US court supports use of unapproved drugs in terminally ill patients
Terminally ill patients in the US who are seeking access to experimental, unapproved drugs have won a legal reprieve in US Court of Appeals for the District of Columbia Circuit.
Terminally ill patients in the US who are seeking access to experimental, unapproved drugs have won a legal reprieve in US Court of Appeals for the District of Columbia Circuit.
A three-judge panel in the court voted two to one in favour of reinstating a lawsuit brought by the Abigail Alliance for Better Access to Developmental Drugs in 2003 against the US Food & Drug Administration (FDA), in which it was claimed that the FDA was enforcing a policy "that violates the constitutional privacy and liberty rights of terminally ill patients..[prohibiting] mentally competent patients with no other treatment options from purchasing investigational drugs - medicines showing initial evidence of safety and efficacy in clinical trials, but not yet approved - even though their physicians recommend these drugs as their best hope of surviving or of prolonging their lives".
The Court of Appeals stated that dying patients have a basic "right of self-preservation" and that drugs that have passed the Phase I FDA review if they have the potential to be life-saving. "Barring a terminally ill patient from the use of a potentially life saving treatment impinges on this right of self-preservation," it added. The case will be returned to the district court that dismissed it in 2004 for a full hearing and possibly a trial.
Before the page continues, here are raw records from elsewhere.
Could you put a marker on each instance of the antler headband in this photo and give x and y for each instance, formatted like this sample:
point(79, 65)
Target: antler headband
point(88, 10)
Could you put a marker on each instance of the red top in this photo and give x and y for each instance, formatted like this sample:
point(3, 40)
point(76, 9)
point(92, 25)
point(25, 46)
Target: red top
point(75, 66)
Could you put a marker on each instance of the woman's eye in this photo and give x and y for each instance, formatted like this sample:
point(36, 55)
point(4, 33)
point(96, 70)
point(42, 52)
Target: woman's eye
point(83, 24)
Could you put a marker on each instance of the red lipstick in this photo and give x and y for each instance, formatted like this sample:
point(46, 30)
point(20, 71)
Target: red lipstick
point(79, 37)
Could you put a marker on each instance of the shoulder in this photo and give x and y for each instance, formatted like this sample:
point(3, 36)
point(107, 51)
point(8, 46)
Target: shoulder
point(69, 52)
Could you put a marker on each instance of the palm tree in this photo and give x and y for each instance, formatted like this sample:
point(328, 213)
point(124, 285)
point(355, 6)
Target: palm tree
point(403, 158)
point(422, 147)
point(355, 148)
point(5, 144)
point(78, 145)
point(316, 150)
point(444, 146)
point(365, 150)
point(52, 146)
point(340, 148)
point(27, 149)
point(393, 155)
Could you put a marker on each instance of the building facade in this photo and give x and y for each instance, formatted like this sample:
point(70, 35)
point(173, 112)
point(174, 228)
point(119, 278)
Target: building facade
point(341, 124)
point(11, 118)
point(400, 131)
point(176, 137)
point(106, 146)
Paul Kamenar, senior executive counsel for the Washington Legal Foundation, the law firm that argued the case on behalf of the Abigail Alliance, described the ruling as "a tremendous victory for patient groups and those who are in need of these kinds of medicines" and a big defeat for the FDA.
"We remain sympathetic to the desire of terminally ill patients to gain access to experimental treatments when they have exhausted other therapeutic options, and are exploring a number of new efforts to improve how we make investigational drugs available through expanded access programs," said Scott Gottlieb, deputy commissioner for medical and scientific affairs at the FDA. The Agency has previously said that it already has programmes in place that make potentially life-saving drugs available before final approval, and that allowing large numbers of patients to take unapproved drugs could put many at unacceptable risk.
The Arlington, Virginia-based Abigail Alliance was founded in 2001 by Frank Burroughs, whose 21-year-old daughter died of cancer, to help cancer patients and others with life threatening illnesses gain increased access to developmental drugs.